I have been told in no uncertain terms that I should be shouting from the rooftops for a Chelsea victory in the Champions League Cup Final on Saturday.

But I can’t.

It would mean, of course, that Spurs, the hated enemy at the end of the Seven Sisters Road in North London, would fail to qualify for the competition next season.

Sorry. But I don’t want Chelsea to beat Bayern Munich. Because I cannot stand Roman Abramovich.

This is the man who opened the floodgates for the foreign invasion and ownership of our game.

And who former chairman Ken Bates describes thus: “Roman doesn’t care about Chelsea. It just feeds his ego. He uses it as a toy, a plaything. Something he picks up when he is bored.”

Football’s Citizen Kane would be unbearable in victory. And give him the ammunition to believe that he truly rules the world.

I still cherish the days when football belonged to the fans. When the institution that is Manchester United was owned by a local butcher – Louis Edwards. When Liverpool belonged to the local Moores family.

Now we have Cowboys such as the Glazers, John W Henry and Kroenke. And Indians at Blackburn.

It is wrong. Because the beautiful game is now all about ego.

And a Barclays Premier League which is a licence to print money. Sheik Mansour bin Zahed bin Sultan Al Nahyan was nowhere to be seen when Manchester City stopped the heartbeat of a nation last Sunday, preferring to watch the game back home in Abu Dhabi on TV. Great.

John Terry doesn’t escape my wrath either.

No words are more pathetic than those of stand-in skipper Frank Lampard who insists: “We all want John to lift the cup with us on the winner’s rostrum.”

Terry is suspended, of course, because of his senseless, shameful sending-off in Barcelona when the heroic 10 men held out against all the odds. Terry should be sent to Coventry. Not Munich.

It is well documented how Terry has abused the office of England captain.

And he stands trial in July over alleged racist abuse, which has torn the dressing-room apart.

So much for a happy, harmonious England in Euro 2012.

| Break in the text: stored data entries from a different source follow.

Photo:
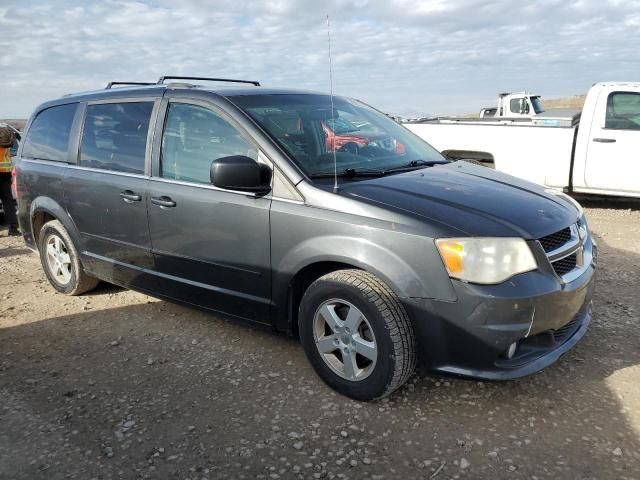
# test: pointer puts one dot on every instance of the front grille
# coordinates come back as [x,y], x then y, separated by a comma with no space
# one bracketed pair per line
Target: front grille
[565,265]
[564,332]
[556,240]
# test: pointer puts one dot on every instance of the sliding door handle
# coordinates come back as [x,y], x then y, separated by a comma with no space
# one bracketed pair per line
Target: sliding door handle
[129,197]
[163,201]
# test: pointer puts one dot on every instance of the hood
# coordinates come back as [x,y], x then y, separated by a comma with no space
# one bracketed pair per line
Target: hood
[469,199]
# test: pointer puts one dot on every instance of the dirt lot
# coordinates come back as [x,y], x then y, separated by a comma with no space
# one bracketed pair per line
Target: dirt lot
[116,384]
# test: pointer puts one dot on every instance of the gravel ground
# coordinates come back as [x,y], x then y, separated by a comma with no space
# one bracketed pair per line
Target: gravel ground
[115,384]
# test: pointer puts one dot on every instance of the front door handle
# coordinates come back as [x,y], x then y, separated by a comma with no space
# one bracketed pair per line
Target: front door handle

Pardon my cynicism – but that is the real reason why Rio Ferdinand has been dropped from the squad. And I don’t care what Woy says.

Opinion is divided, too, here in Weymouth.

The Terras’ self-styled Gary Neville, the one and only Mickey Greeno (thank God there is not another) says: “No I don’t agree. I want a British club to win.”

He is still crying in his sleep after United lost the title and adds: “I may be United through and through but it won’t stop me cheering on Chelsea on Saturday.”

Security guard Mark from the Ally Gardens and a big Liverpool fans says: “Abramovich doesn’t care about Chelsea. Only himself. That’s why foreign ownership of our clubs is all wrong. And at Liverpool how we have suffered because of it.

“Even if Chelsea pull it off he will sack Di Matteo because he is not high-profile enough. Or he might get a season before Guardiola is ready.”

No one is more proud to be British than me. I cheered Celtic on in 1967. United in 1968. And Liverpool in the glory years of Paisley. And Stevie G more recently in Istanbul.

But Abramovich in Munich on Saturday? No thank you.